7. The coaxial connector according to claim 2, wherein the contacting part of the fixed terminal has an inclined surface with respect to the contacting part of the movable terminal with a predetermined angle, and the contacting part of the movable terminal is linearly contacted with the inclined surface of the fixed terminal for sliding the same.

8. The coaxial connector according to claim 3, wherein the contacting part of the fixed terminal has an inclined surface with respect to the contacting part of the movable terminal with a predetermined angle, and the contacting part of the movable terminal is linearly contacted with the inclined surface of the fixed terminal for sliding the same.

9. The coaxial connector according to claim 4, wherein the contacting part of the fixed terminal has an inclined surface with respect to the contacting part of the movable terminal with a predetermined angle, and the contacting part of the movable terminal is linearly contacted with the inclined surface of the fixed terminal for sliding the same.

10. The coaxial connector according to claim 5, wherein the contacting part of the fixed terminal has an inclined surface with respect to the contacting part of the movable terminal with a predetermined angle, and the contacting part of the movable terminal is linearly contacted with the inclined surface of the fixed terminal for sliding the same.

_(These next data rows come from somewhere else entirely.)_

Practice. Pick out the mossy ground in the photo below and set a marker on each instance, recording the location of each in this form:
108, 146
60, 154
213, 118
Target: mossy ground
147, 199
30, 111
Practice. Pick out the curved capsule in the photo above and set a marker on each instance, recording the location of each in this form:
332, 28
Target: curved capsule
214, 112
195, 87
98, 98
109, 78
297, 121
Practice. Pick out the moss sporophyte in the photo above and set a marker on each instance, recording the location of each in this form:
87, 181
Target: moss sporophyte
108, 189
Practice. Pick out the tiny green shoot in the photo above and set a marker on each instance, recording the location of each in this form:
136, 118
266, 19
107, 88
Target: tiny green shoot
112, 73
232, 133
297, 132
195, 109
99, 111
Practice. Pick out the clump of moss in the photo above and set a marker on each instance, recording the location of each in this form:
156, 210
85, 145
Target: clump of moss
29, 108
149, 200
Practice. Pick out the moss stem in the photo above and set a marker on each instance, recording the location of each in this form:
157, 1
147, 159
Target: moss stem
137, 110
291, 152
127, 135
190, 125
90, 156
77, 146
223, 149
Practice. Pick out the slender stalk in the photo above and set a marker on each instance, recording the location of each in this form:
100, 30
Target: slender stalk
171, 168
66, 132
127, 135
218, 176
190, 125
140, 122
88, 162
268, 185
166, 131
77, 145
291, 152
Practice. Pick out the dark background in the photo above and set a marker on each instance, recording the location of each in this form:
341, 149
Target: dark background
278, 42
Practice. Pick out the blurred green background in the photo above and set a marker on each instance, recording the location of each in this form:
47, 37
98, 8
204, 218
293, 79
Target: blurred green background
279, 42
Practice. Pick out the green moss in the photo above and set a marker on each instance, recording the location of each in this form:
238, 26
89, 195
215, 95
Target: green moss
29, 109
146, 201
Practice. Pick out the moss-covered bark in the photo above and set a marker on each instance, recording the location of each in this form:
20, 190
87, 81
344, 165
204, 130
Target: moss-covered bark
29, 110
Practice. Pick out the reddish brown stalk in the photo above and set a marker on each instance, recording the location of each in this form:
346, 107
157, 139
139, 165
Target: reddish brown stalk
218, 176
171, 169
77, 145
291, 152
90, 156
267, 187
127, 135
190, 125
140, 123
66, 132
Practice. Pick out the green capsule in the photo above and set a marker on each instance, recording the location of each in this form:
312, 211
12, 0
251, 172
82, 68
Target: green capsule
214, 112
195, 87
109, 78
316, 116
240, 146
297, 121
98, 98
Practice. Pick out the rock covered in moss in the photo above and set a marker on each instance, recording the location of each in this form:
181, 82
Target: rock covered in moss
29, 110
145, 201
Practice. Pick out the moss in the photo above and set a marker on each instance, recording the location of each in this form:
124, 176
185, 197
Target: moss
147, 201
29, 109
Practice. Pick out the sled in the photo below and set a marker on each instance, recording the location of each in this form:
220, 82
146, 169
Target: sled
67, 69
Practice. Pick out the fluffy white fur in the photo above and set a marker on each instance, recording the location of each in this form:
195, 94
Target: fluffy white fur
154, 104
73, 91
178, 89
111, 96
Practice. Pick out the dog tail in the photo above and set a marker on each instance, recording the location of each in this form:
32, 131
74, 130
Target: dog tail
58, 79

11. The coaxial connector according to claim 3, wherein the contacting part of the fixed terminal and the contacting part of the movable terminal are provided so as to project from positions substantially opposite to each other on the inner wall surface of the concave part of the case to a position away from an inner bottom surface of the concave part by a predetermined distance.

12. The coaxial connector according to claim 3, wherein the case has a substantially rectangular parallelopiped shape,

lead parts formed integrally with the movable terminal and the fixed terminal are bent around to a lower side of the case so as to form first connecting end parts substantially flush with a rear surface of the case, and

the external terminal being a plate-like member and having a substantially U-shaped cross-section with respect to a longitudinal direction is adhered to the case,

wherein the external terminal has a central flat part disposed on an upper surface of the case and bent parts provided on both sides of the central flat part, the central flat part being provided with a through cylinder to be fitted with the external conductor of the counterpart coaxial connector for introducing the central contact into the concave part of the case and the bent parts being bent around to the lower side of the case and extending along an outer surface of side walls of the case so as to form second connecting end parts substantially flush with the rear surface of the case.

13. The coaxial connector according to claim 3, wherein the case and the terminals are formed integrally.